PHILADELPHIA FREEDOM

Memoir of a Civil Rights Lawyer

by David Kairys

Pub Date: Oct. 1st, 2008
ISBN: 978-0-472-03310-2
Publisher: Univ. of Michigan

Recollections of a career devoted to fighting for social justice.

Kairys (Law/Temple Univ.; With Liberty and Justice for Some, 1993, etc.) has sifted through hefty files of documents to reconstruct events in and out of court and to re-create conversations with clients, witnesses, judges and other lawyers. The result is a fully fleshed-out memoir of life on the front lines of the civil-rights movement. Beginning as a public defender, the author was not yet a member of the bar when he took up the cause of James Jiles, an escapee from a chain gang who was facing extradition to Georgia. Through legal research, impressive powers of reasoning and persuasion, plus sheer chutzpah, Kairys carried the day in this case as he would in many future ones.
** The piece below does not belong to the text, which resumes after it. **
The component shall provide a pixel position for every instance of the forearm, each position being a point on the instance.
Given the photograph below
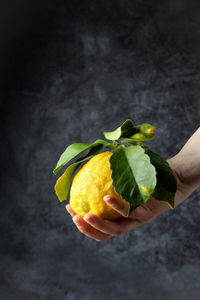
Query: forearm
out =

In 1971, with funding from the National Emergency Civil Liberties Committee, he and a partner opened a private practice that owed much of its work to, as Kairys puts it, “the brutality and lawlessness of the Philadelphia police.” When a group of Catholic antiwar activists broke into a draft-board office in nearby Camden, N.J., his firm defended the “Camden 28,” a case that drew national attention and revealed that the FBI had provided the tools for the break-in. The Bureau took it on the chin again when Kairys represented a black man in a racial discrimination suit against the FBI. He sued the CIA on behalf of the family of a scientist who died a week after a CIA researcher gave him a dose of LSD secretly mixed in a drink. The book’s drama comes from these high-profile cases, including a free-speech suit brought by Dr. Benjamin Spock that went to the Supreme Court, but the author’s account of how he managed to bring about changes in bail procedures and methods of jury selection are equally absorbing and provide a disturbing picture of the workings of the courts.

Easy reading, pleasantly suffused with the idealism and activism of ’60s and ’70s.